Item 5.02    Departure of Directors or Certain Officers; Election of Directors; Appointment of Certain Officers; Compensatory Arrangements of Certain Officers.
 
All members of the Company’s board of directors resigned effective as of the effective time of the Merger.  Pursuant to the Merger Agreement, at the effective time of the Merger, the directors of Merger Subsidiary became the directors of the Company.
 
Item 5.03    Amendments to Articles of Incorporation or By-laws; Change in Fiscal Year.


Pursuant to the terms of the Merger Agreement, at the effective time of the Merger, the Company’s certificate of incorporation was amended and restated in its entirety. The Restated Certificate of Incorporation of the Company is attached as Exhibit 3.1 hereto and incorporated herein by reference.

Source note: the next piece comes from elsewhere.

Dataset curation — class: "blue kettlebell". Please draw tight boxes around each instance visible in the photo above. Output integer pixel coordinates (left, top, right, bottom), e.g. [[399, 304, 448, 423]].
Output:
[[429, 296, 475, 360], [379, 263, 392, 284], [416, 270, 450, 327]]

In addition, in connection with the Merger, the Company’s By-laws were amended and restated.  The Amended and Restated By-laws of the Company are attached as Exhibit 3.2 hereto and incorporated herein by reference.
 
Item 9.01    Financial Statements and Exhibits.
 
       (d)                       Exhibits.
 
Exhibit
Number
Description

(2.1)
Agreement and Plan of Merger, dated as of April 27, 2011 by and among LoopNet, Inc., CoStar Group, Inc. and Lonestar Acquisition Sub, Inc. (Incorporated by reference to Exhibit 2.1 of LoopNet, Inc.’s Current Report on Form 8-K, filed on April 28, 2011.)

(2.2)
Amendment No. 1 to the Agreement and Plan of Merger, dated as of May 20, 2011, among LoopNet, Inc., CoStar Group, Inc. and Lonestar Acquisition Sub, Inc. (Incorporated by reference to Exhibit 2.1 to the Company’s Current Report on Form 8-K, filed on May 23, 2011.)

(3.1)
Restated Certificate of Incorporation of LoopNet, Inc.

(3.2)
Amended and Restated By-laws of LoopNet, Inc.



 
 

 

SIGNATURE
 
Pursuant to the requirements of the Securities Exchange Act of 1934, the Registrant has duly caused this report to be signed on its behalf by the undersigned, hereunto duly authorized.
 
             
       
LOOPNET, INC.
       
(Registrant)
       
Date: April 30, 2012
     
By:
 
/s/Brian J. Radecki         
           
Name: Brian J. Radecki
Title: Executive Vice President
             

 
 

 

Exhibit Index

 
Exhibit
Number
Description

(2.1)
Agreement and Plan of Merger, dated as of April 27, 2011 by and among LoopNet, Inc., CoStar Group, Inc. and Lonestar Acquisition Sub, Inc. (Incorporated by reference to Exhibit 2.1 of LoopNet, Inc.’s Current Report on Form 8-K, filed on April 28, 2011.)

(2.2)
Amendment No. 1 to the Agreement and Plan of Merger, dated as of May 20, 2011, among LoopNet, Inc., CoStar Group, Inc. and Lonestar Acquisition Sub, Inc. (Incorporated by reference to Exhibit 2.1 to the Company’s Current Report on Form 8-K, filed on May 23, 2011.)

(3.1)
Restated Certificate of Incorporation of LoopNet, Inc.

(3.2)
Amended and Restated By-laws of LoopNet, Inc.